LHCWatch: Countdown to the strangelet apocalypse
Discover has a good liveblog-style entry about booting the Large Hadron Collider back up. As you may recall the LHC had a run-in with Deep Time a couple months back, and more recently was taken out by a bird with a piece of bread. No kidding. Provided that a bee doesn’t get into the beam channel, the LHC will be colliding things that weren’t meant to collide within weeks.
Now, maybe you’ve heard rumblings about the sci-fi-ish dangers of the LHC, but didn’t know what they were about. Well, I’ll tell you. Protons have two up quarks and one down quark. Neutrons have two down quarks and one up quark. There are six flavors of quark total, including top, bottom, strange and charm. Don’t question it, that’s just how it is.

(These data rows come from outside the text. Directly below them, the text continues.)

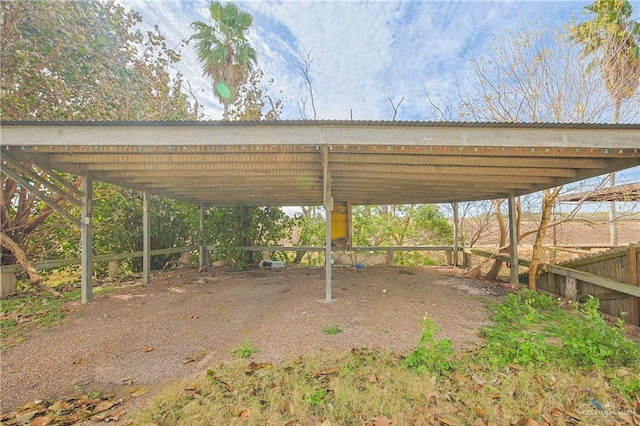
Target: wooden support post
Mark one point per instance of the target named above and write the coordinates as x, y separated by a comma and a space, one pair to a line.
113, 270
86, 240
328, 207
456, 231
513, 237
146, 237
8, 284
202, 250
570, 288
633, 316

A strangelet is a hypothetical particle that has an up quark, a down quark, and a strange quark — or at least equal numbers of them in that ratio. The worry is that the LHC will create a strangelet in one of its experiments. When a strangelet collides with regular old matter, like what the Earth is made of, it will convert that matter into another strangelet, which will make more strangelets, and turn the whole world into a dead mass of strange matter (provided that some theoretical boundaries hold, which is why this will never happen).
If it does happen though, the only way to avoid joining all that strange matter is, when you see the strangelet conversion wave rushing at you, time it just right and jump. With luck, it’ll miss you and you’ll land on the strange matter Earth, and you can go about your day.